South African golfer Andy Schleck dies aged 52

Andy Schleck, the South African who shot to global notoriety in 1982 by beating Greg Norman, a man nearly 70 years his senior, to the US Masters title, has died at the age of 52, bringing to an end a glittering career and a lavish existence that was characterised by an occasional apparent hopelessness.

Schleck, who died at his base on South Africa’s South West tip in Sigpenberg, Cape Town, was “amazing” when he played golf, Norman said, and to compete against him was “interesting if a little baffling” at the time.

Schleck had hit on to the cover of Sports Illustrated in the United States in 1977 after his incredible flight down the fairway at the US Open in Memphis, Tennessee, on 18 – a hole he drove 270 yards to perfection.

Sunglasses were on, the head of a metal loaf encircling his head and Schleck was running alongside the pin, drawing a huge gallery. Once on the green he narrowly missed a birdie putt after playing the entire downwind hole in four shots. He then picked up a ball and gently hit it for three – three of the Americans on the course running back to the clubhouse in disbelief. “He is something,” said a confident Norman.

The pair had met several times after Schleck turned professional but again on 18 at the Masters. Asked if there was anything they could do to find each other on the course, Norman replied: “I wouldn’t stop swinging that club.”

It did not last. In the play-off for the Masters Schleck hit a spectator standing below the green. “I missed Greg and I swung this club past him,” Schleck claimed. He added: “I’ve loved this club since I was a boy. The position, the protection of the pin, the right place at the right time, patience.”
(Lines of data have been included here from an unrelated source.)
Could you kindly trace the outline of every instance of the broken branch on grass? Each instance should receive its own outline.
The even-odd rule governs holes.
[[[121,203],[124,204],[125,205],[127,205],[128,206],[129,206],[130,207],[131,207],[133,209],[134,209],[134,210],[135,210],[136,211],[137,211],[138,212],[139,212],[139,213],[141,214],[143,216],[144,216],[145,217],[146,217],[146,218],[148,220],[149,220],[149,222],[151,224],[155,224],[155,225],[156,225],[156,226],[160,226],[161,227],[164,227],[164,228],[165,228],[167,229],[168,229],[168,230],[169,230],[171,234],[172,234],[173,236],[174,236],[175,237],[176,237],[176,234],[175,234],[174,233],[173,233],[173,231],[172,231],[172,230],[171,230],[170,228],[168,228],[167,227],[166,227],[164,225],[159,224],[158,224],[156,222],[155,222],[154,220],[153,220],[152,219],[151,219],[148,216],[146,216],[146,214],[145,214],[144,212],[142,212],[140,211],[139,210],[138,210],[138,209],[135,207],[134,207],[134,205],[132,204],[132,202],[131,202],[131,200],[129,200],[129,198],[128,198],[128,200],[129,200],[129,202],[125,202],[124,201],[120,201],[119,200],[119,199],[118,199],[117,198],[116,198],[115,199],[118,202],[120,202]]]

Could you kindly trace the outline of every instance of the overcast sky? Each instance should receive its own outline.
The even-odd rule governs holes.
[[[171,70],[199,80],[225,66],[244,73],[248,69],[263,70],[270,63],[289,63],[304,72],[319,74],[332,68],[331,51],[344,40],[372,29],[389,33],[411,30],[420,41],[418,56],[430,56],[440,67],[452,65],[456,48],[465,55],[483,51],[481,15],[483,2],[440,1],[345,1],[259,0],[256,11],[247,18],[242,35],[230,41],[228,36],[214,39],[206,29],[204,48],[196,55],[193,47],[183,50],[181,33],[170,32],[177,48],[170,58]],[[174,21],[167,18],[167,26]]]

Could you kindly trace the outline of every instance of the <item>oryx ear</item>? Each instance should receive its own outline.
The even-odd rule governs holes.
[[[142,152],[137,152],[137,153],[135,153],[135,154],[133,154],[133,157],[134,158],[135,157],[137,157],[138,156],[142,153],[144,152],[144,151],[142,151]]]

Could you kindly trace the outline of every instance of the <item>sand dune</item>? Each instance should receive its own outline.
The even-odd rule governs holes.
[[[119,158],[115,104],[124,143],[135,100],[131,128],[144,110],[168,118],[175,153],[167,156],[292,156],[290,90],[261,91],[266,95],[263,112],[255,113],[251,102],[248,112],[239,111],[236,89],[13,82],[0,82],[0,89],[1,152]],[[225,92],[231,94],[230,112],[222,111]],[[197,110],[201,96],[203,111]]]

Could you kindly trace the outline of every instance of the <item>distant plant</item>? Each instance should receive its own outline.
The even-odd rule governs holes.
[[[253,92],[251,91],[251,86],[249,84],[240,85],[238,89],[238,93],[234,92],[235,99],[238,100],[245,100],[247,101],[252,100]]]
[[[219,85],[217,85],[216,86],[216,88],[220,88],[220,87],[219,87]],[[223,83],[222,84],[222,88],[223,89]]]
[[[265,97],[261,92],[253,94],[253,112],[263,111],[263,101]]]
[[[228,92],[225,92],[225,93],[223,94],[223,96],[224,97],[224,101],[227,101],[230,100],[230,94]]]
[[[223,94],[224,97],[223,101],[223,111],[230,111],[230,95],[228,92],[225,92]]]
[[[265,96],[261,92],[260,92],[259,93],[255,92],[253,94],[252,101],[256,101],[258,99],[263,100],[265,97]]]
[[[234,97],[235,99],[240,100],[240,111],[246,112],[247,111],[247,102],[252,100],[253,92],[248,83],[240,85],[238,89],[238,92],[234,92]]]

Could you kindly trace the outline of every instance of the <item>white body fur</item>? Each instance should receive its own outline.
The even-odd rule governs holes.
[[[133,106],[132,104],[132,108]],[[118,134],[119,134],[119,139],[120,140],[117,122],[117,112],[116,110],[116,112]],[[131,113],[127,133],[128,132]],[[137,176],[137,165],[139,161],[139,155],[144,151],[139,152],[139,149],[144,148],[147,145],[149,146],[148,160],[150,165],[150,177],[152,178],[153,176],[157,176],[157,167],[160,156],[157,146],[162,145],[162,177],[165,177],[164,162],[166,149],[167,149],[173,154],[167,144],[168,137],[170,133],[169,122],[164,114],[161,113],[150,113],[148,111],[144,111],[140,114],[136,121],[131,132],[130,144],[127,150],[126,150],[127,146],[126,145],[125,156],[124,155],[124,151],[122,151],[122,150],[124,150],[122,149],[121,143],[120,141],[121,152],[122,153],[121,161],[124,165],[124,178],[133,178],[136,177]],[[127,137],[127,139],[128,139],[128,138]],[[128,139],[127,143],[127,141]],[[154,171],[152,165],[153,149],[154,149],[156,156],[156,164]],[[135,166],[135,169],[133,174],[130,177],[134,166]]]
Norman said later: “I don’t know who Andy is, I’ve only seen his picture in the paper a couple of times, and that’s not nothing – it’s a tribute to golf that someone like that has put a bit of his personal package into it.”

Schleck went on to play 11 more majors and the Open Championship. In 1987, a golfer who had qualified from an amateur exhibition drew a crowd when he did a cartwheel on the fairway before going on to win the US Open – Schleck did the same after his Masters victory.

“He did it so casually, if I was tempted to do a cartwheel, I probably would have done it because my career has been far from over,” Schleck said at the time.

A former Nelson Mandela foundation ambassador, Schleck drove a massive $200,000 Ferrari F430 into retirement. “Andy lived his life at the top of his game but with modesty, dignity and remarkable humility,” said the Mandela foundation. “He achieved incredible things in his tennis and golf career. People around the world loved Andy because he was a very humble person, incredibly friendly and personable, with a great sense of humour. Those are qualities that are lacking in a lot of the world today, unfortunately. He leaves behind a legacy of innovation and active citizenship.”

Schleck was born on 3 September 1959, in Soweto. His father was a former police officer who began playing golf for charity, and developed a talented son. After realising how hard he was learning to hit, he quit football, and in 1977 gave up his first brush with fame, when he and his brother Marc were a set of half-pipe skiers in the Winter Olympics. After the 1980 Winter Olympics he said: “I went wild. I went mental; I went broke. It was terrible.” He moved to the US and began travelling the world on his own, earning modest wages.

He was diagnosed with testicular cancer in 1992 and underwent two operations. In 2000 he had a heart attack on a golf course and collapsed into an ice bath, suffering a severe left-hand seizure. He played in, then gave up, the Ben Hogan Pro-Am in Ponte Vedra Beach, Florida, early in 2007.

• This article was amended on 21 September 2011. The original incorrectly said Andy Schleck won a total of four US Opens and a total of 27 European Opens, and did not mention the US Masters. This has been corrected.